= Edwin N. Chapin =

American politician

Edwin N. Chapin (June 5, 1823 – July 29, 1896) was an American postmaster and newspaper publisher. An outspoken and fearless advocate, he was often in controversy, and on account of his aggressive and combative disposition, came to be called "Old Grizzly". Chapin was a strong character, prominent as a pioneer, alert in business, a vigorous, out-spoken, independent editor, welcoming and standing by whatever promised to benefit his state, county or city.

Chapin lived in Massachusetts twenty-seven years before he went to California in 1849. He was there for five years and returned to Massachusetts in 1854. He then removed to Iowa, and arrived in Marshall County, Iowa in June, 1855. He went to Rock Island, Illinois after a load of groceries, and also carted flour from Rock Island, which was the nearest flour-mill. In 1856, he commenced publishing the Iowa Central Journal, which he sold out to his partner, Mr. Barnhart. They started the Marshall County Times. He held the office of supervisor of Marshall County. He was appointed postmaster under President Abraham Lincoln, and was the first government officer removed by Andrew Andrew Johnson for political reasons. He was again appointed postmaster by President Ulysses S. Grant in March, 1876.

==Early life==
Edwin N. Chapin was born in Monterey, Massachusetts, June 5, 1823. (Note: According to the Western Historical Company (1878), Chapin was born in Tyringham, Berkshire Co., Massachusetts, June 5, 1822.) After receiving a common school education, he attended an academy for a short time. O. B. Chapin, who represented Hardin County, Iowa in the Legislature, in 1874-75, was his brother.

==Career==
For several years, he taught school. He engaged in charcoal burning for a while, disposing of the product at the blast furnaces.

In December, 1849, aware of the California Gold Rush, he started for California by way of the Isthmus of Panama, and on account of difficulties with the officers of the ship on the Pacific Ocean side, helped to take possession of it, and after several months of voyaging, arrived at San Francisco. For some four years, he was engaged in mining and other pursuits in California, returning by way of Nicaragua, shipping for New York City at Greytown, in 1854.

The following year he removed to Iowa. In 1855, he bought The Iowa Central Journal, then located at Lafayette, (later Albion), Marshall County, of Messrs. Wilson, Dunn and Tripp. Associated with him in the conduct of the paper was Mr. R. H. Barnhart. The paper was a champion of Marietta, and as Chapin had declared that he would not take the paper to the new county seat, in case of removal, he sold out his interest to his partner, who removed the paper to the new county seat. During the year 1857, Chapin settled in Marshalltown, Iowa and started The Marshall County News, which was subsequently destroyed by fire. During several years following this loss, he bought and sold The Times many times. In 1881, he was connected with The Reflector.
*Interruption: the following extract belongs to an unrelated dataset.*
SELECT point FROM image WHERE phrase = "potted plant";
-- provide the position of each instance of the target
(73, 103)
He held several offices of trust and responsibility during his residence in Iowa. He was a member of the board of supervisors, and postmaster of Marshalltown under President Lincoln. In 1864, he was sent to Mississippi to take the vote of the Iowa soldiers, under appointment of Governor William M. Stone. Chapin was removed from the office of postmaster in 1865 by President Johnson, for alleged "offensive partisanship", Chapin having the honor to be the first official removed by President Johnson for political reasons. Chapin was re-appointed postmaster by President Grant, in 1876.

In the development of the railroad system of Iowa, he bore a leading part, and when improvements were under consideration in Marshalltown, or in the county, he took the progressive side.

==Personal life==
He was married in 1857 to Elizabeth Moore Moon (1821–1885), of Washington, Pennsylvania; and again in 1886 to Nettie Sanford Chapin. He died at his residence in Marshalltown, July 29, 1896.